With Starlink V1 L22 set to be SpaceX’s final (orbital) launch of the quarter, the company is on track to complete 36 launches this year if it can replicate the feat three times. That would fall a third short of SpaceX’s ambitious 48-launch target, but it would still beat the 26-launch record set just last year by nearly 40%.
Falcon 9 booster B1060 sailed through boost process, reentry, and descent without issue before sticking the landing on drone ship “Of Course I Really Love You” (OCISLY), supporting its sixth orbital-class launch and landing in less than nine months. Notably, every orbital SpaceX launch this year – including Starlink-22 – has relied on a flight-proven booster, with the first launch of a new booster unlikely before the second half of 2021.
Starlink-22 is officially SpaceX’s 23rd operational Starlink launch and 24th overall Starlink launch, since it includes a batch of 10 of the first polar Starlink satellites – also carrying space-laser prototypes – flown on a commercial rideshare mission earlier this year. Those two dozen launches were completed in 22 months, including all 23 operational missions in just 16 months, and delivered nearly 1400 broadband satellites to LEO.
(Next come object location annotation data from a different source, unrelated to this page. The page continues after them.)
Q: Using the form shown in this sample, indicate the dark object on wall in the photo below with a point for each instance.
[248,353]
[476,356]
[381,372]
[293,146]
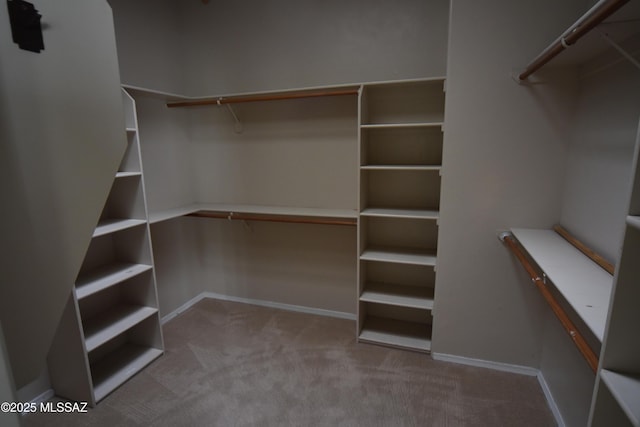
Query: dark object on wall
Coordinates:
[25,25]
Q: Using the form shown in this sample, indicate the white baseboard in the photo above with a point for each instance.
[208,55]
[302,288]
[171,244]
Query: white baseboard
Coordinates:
[498,366]
[506,367]
[43,397]
[262,303]
[550,400]
[184,307]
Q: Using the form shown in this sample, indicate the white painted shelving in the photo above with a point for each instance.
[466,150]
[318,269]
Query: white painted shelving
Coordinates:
[111,326]
[400,163]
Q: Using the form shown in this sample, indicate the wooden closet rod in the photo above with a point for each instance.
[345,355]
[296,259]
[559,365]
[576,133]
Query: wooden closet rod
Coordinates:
[297,219]
[606,265]
[266,97]
[589,21]
[571,329]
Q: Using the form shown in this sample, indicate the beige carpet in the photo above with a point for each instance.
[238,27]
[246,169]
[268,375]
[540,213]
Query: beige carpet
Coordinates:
[230,364]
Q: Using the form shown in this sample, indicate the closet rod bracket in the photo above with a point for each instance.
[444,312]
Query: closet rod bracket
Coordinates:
[238,125]
[619,48]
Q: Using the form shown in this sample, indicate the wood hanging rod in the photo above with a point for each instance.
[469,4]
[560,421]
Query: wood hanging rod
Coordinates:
[576,336]
[297,219]
[589,21]
[266,97]
[606,265]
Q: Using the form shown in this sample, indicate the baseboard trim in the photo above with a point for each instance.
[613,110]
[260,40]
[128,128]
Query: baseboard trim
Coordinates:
[283,306]
[184,307]
[497,366]
[261,303]
[506,367]
[550,400]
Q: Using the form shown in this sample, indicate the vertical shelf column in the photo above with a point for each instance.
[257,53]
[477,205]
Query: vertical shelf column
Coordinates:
[110,329]
[400,134]
[617,392]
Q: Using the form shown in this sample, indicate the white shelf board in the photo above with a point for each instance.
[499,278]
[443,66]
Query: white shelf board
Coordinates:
[634,221]
[401,125]
[626,390]
[400,255]
[398,295]
[584,284]
[113,225]
[401,213]
[396,333]
[253,209]
[105,326]
[116,368]
[401,167]
[105,277]
[127,174]
[168,96]
[167,214]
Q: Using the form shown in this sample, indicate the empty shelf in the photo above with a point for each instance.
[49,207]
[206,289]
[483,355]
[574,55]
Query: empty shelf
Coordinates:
[400,256]
[398,295]
[401,125]
[634,221]
[626,390]
[117,367]
[113,225]
[401,213]
[127,174]
[401,167]
[107,276]
[105,326]
[396,333]
[261,213]
[584,284]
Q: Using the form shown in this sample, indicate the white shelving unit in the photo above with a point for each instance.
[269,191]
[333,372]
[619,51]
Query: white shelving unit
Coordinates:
[400,134]
[110,329]
[584,285]
[617,393]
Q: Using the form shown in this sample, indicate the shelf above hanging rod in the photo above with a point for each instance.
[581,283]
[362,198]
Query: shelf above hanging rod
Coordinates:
[296,219]
[594,17]
[265,97]
[540,281]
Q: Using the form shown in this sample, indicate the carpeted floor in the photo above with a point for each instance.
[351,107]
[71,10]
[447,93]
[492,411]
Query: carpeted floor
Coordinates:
[231,364]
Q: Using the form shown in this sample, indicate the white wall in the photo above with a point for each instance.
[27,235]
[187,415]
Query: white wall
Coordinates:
[596,192]
[62,132]
[503,165]
[244,45]
[238,46]
[524,156]
[7,387]
[300,153]
[150,43]
[166,153]
[299,264]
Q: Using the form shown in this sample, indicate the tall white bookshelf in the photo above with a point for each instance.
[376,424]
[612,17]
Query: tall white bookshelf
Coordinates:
[400,133]
[110,328]
[617,393]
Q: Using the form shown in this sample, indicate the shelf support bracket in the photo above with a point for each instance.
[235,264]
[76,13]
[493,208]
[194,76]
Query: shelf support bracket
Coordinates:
[238,125]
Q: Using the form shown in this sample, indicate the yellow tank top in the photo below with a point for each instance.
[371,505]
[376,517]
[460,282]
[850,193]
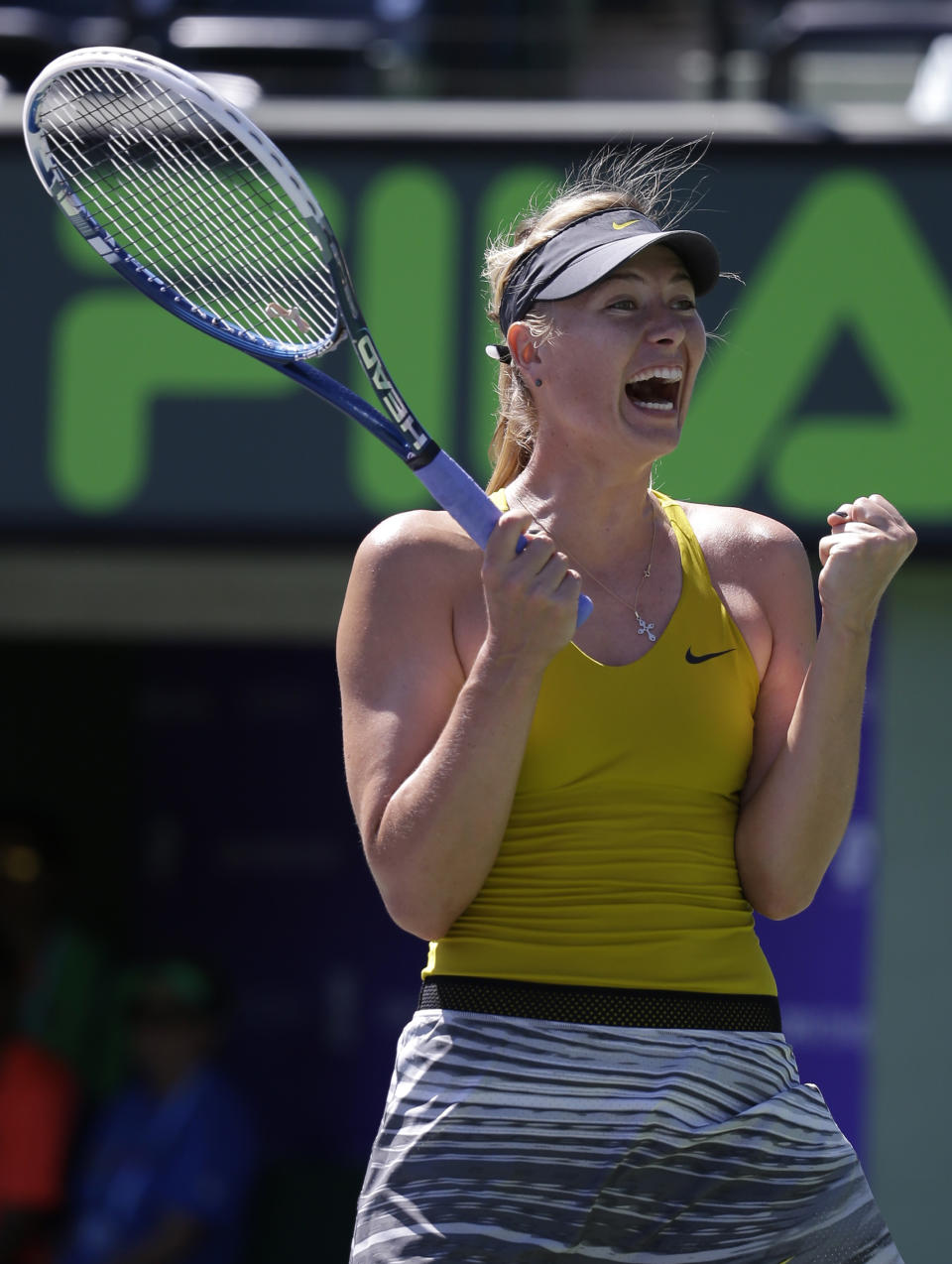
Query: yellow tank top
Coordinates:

With the exception of 62 prototype Starlink satellites, 12 of which are still in orbit, just about 2% of the 1322 operational spacecraft launched have experienced a problem, and just over 1% have deorbited and burned up in Earth’s atmosphere. If the Starlink-22 batch continues on its current route, the failure rate for the last 890 satellites launched would be as low as 0.6 percent.
Apart from continuing what appears to be a halcyon year of launches and Starlink milestones, Starlink-22 was SpaceX’s fourth launch of the month, making March 2021 the company’s second-ever four-launch month. To meet CEO Elon Musk’s ambitious 48-launch goal set last year, SpaceX will need to maintain that cadence a little less than one launch every week.
In November 2020, SpaceX accomplished its first four-launch month, and repeating the feat only four months later is a clear indicator that weekly launches are well within reach as operational efficiency improves. Only a few orbital rockets in history have achieved comparable operational peaks, and Falcon 9 is the first in decades to come close to a launch cadence of 30-40+ launches every year.
SpaceX’s next launch (unsurprisingly a Starlink mission) is expected sometime in early April, followed by at least another one or two more Starlink missions before the focus shifts to Crew-2 – Crew Dragon’s third astronaut launch – around the second half of the month.